COMMENTARY: If Trudeau is serious about allaying western frustration, there are steps he can take
You’re not likely to find many Albertans in a charitable mood these days as far as the prime minister is concerned, but allow me to be one: I don’t believe that Justin Trudeau is deliberately trying to harm or alienate Alberta or Western Canada.
However, the obvious implication then is that he has no idea how things got this way and therefore has no idea what to do about it. I think Trudeau is someone who genuinely wants to be liked by everyone, but is also oblivious about how he contributes directly to producing the exact opposite effect for some.
A lot of what transpires in the months ahead could come to define Trudeau’s legacy, and this is his opportunity to show that he can be a unifier. Even if one has no vested interest in the political fortunes of the Liberal Party of Canada or its current leader, we do all have a vested interest in maintaining a certain level of national unity.

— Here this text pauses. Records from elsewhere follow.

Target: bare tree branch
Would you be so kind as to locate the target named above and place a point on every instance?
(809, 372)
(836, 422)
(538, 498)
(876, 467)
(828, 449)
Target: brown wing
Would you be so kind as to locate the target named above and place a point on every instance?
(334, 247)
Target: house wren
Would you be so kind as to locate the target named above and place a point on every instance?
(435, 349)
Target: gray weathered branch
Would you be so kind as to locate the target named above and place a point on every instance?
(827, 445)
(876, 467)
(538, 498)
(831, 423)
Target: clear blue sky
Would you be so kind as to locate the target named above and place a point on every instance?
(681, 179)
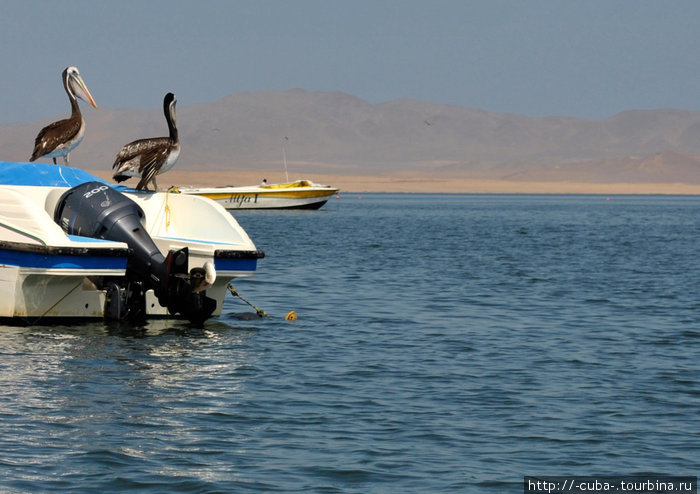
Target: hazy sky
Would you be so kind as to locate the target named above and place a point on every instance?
(582, 58)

So if Trudeau is serious about addressing what is a very real sense of frustration, we should be prepared to offer whatever kind of helpful suggestions we can.
When it comes to the sort of economic anxiety being felt in the west, there are limits on governments’ ability to make a significant difference. To some extent, we’re at the mercy of circumstances. Higher commodity prices and the completion of the Keystone XL and Line 3 pipelines on the U.S. side of the border would go a very long way, but there’s little we can do about that.
But there are steps that the prime minister can take.
Firstly, Trudeau needs to stop sounding like he’s ashamed of Canada’s oil and gas industry. It’s all well and good to talk about being leaders when it comes to climate change, but it’s not a conflict to also promote Canada as an energy superpower.
Undoubtedly the Liberals would point to their approval of the Trans Mountain pipeline expansion (TMX) and the LNG Canada project as proof of their support for this industry, and they do indeed deserve praise for that.
But think for a moment how the Liberals have framed the federal Conservative leader and various premiers as “not caring” about climate change or “not doing anything” about it. They all have, or have proposed, emissions-reduction policies. But when they seem so half-hearted about it, when they fail to articulate the need to tackle climate change, they lack credibility. They don’t really seem like they care all that much.